Marketing has always been a magnet for clowns and con men. But these days the clowns and con men aren't just lurking in the weeds. They are the grand marshals of the parade. They puff themselves up, put on their pretty uniforms, and march down Main Street with hordes of baton twirling followers in lock step.
It doesn't matter that everything they have hectored and lectured us about has been wrong. It doesn't matter that...
- Consumers have shown no interest whatsoever in interacting with advertising
- TV advertising is more pervasive than ever
- The DVR has not had a significantly negative effect on TV advertising or any effect at all on consumer buying behavior
- The TV and the PC have not converged
- Last year was not the "year of mobile." Nor was the year before, nor was the year before that. Nor will next year be.

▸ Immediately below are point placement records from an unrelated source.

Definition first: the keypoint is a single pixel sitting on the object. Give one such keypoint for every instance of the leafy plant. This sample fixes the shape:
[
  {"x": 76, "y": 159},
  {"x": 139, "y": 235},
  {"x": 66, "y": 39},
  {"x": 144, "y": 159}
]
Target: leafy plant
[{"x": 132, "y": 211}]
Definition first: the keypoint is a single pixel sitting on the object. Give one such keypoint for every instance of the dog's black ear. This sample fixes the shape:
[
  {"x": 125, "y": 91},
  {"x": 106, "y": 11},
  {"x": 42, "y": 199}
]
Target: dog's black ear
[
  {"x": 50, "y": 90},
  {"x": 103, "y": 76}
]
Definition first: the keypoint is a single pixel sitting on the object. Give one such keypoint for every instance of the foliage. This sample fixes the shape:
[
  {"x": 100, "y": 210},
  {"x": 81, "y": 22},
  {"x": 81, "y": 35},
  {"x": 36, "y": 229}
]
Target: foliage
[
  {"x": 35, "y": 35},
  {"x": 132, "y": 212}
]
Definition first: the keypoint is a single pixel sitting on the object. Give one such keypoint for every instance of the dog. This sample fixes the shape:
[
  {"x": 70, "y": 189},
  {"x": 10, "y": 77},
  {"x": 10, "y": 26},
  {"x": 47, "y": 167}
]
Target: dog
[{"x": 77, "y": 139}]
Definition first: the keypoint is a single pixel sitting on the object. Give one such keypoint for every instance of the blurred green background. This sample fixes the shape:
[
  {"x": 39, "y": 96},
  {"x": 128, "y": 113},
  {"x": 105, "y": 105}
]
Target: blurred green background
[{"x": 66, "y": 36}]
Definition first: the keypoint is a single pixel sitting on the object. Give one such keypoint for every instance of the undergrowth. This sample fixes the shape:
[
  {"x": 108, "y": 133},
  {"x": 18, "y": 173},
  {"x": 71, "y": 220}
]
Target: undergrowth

- The Facebook disaster and concomitant melt down of most social media equities has given us a pretty good idea of what the real world thinks of our social media marketing delusions.
These dimwit evangelists live in a world of their own creation where anecdotes substitute for facts, where all they do is read each others' blogs and attend each others' revival meetings... I mean, conferences.
They have created a world of hype and baloney in which they sell miracle cures to credulous goobers. In this infantile culture, everything that does not fit is "dead."
The latest slice of rancid baloney in this genre appeared last week on the Harvard Business Review website. It is called, of course, Marketing Is Dead. The author of this pathetic nonsense is some consultant who is no doubt selling this tired old snake oil to gullible CMOs everywhere.
His evidence for the death of marketing? Three things which have nothing to do with his hypothesis.
First, a study that shows about 75% of CEOs think CMOs are knuckleheads. Well, guess what? They're wrong -- 90% of CMOs are knuckleheads.
What I'd like to know is, how is this evidence that marketing is dead? If 75% of restaurant owners think chefs are knuckleheads, does this mean eating is dead?
Second he trots out all the dreary, dreadful assertions about "communities" and "social capital" which we have read 100 times before by equally deluded zealots. These cliches sound like they were lifted directly from the Pepsi Refresh Project powerpoint pitch.
Finally, he gives us some anecdotes about social media successes.
In their arrogance and myopia, the digital theocrats cannot accept a successful social media marketing program without asserting that it is proof that everything else is dead.
These people are the marketing equivalent of religious fundamentalists. They cannot stand the idea that there is any truth other than their own. For their god to live all others must die.